Shi is not the only one to think this way. 

The hashtag "Why does the Chinese audience dislike watching Hollywood movies?" began trending on China's Twitter-like Sina Weibo recently. Some netizens said they feel the main reason is that Hollywood has indeed become too commercialized, producing routine "fast-food"-like movies without any innovation by assembly line, and that the current Hollywood output is incomparable with past classics such as The Godfather, Forrest Gump and Avatar.

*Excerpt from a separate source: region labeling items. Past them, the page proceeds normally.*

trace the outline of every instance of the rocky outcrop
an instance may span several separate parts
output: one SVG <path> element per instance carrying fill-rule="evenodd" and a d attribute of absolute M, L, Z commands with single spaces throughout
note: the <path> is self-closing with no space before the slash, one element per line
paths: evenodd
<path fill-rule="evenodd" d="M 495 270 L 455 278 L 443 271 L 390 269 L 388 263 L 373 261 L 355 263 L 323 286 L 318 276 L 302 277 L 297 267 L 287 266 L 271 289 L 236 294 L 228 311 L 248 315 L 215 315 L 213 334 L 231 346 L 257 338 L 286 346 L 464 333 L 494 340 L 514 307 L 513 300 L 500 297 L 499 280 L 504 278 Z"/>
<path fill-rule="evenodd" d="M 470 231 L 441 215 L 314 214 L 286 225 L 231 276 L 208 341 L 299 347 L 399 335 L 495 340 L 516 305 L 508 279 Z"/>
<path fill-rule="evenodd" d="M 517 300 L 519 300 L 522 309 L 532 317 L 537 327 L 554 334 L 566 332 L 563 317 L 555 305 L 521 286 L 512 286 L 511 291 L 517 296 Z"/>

Shi Chuan, vice chairman of the Shanghai Film Association, told the Global Times on Wednesday that films from other countries, especially those made in Japan, South Korea and India, also pose a threat to Hollywood movies in China. 

"Movies like Japanese film Shoplifters and Indian blockbuster Dangal achieved huge success in the Chinese film market, as the stories from neighboring countries resonate more with Chinese audiences. This shows that only good stories can hit people's hearts," he said. 

He added that in the past, when the China's economy was lagging behind the rest of the world, people only had access to simple means of entertainment, and so were naturally attracted to the technology and culture of economically developed regions. However, now that Chinese audiences are more open-minded and confident, their taste in movies has improved. 

The huge successes of Wolf Warrior 2, The Wandering Earth and The Battle at Lake Changjin prove that the Chinese film market has been rapidly developing. 

"We create our own heroes and most of them are adapted from real historical stories, which makes them more convincing."

In 2020, China surpassed North America to become the world's largest film market in terms of box office.

Shi pointed out that a deeply rooted reason for the decline may also stem from Chinese audiences questioning the US-centric ideology on display in Hollywood films, which tend to be about the American Dream or portray the ideological embodiment of US hegemony. 

"Chinese no longer believe in US heroes in their stories. In the current international context, we don't seem to need this kind of salvation, let alone fully identify with what they value," he said.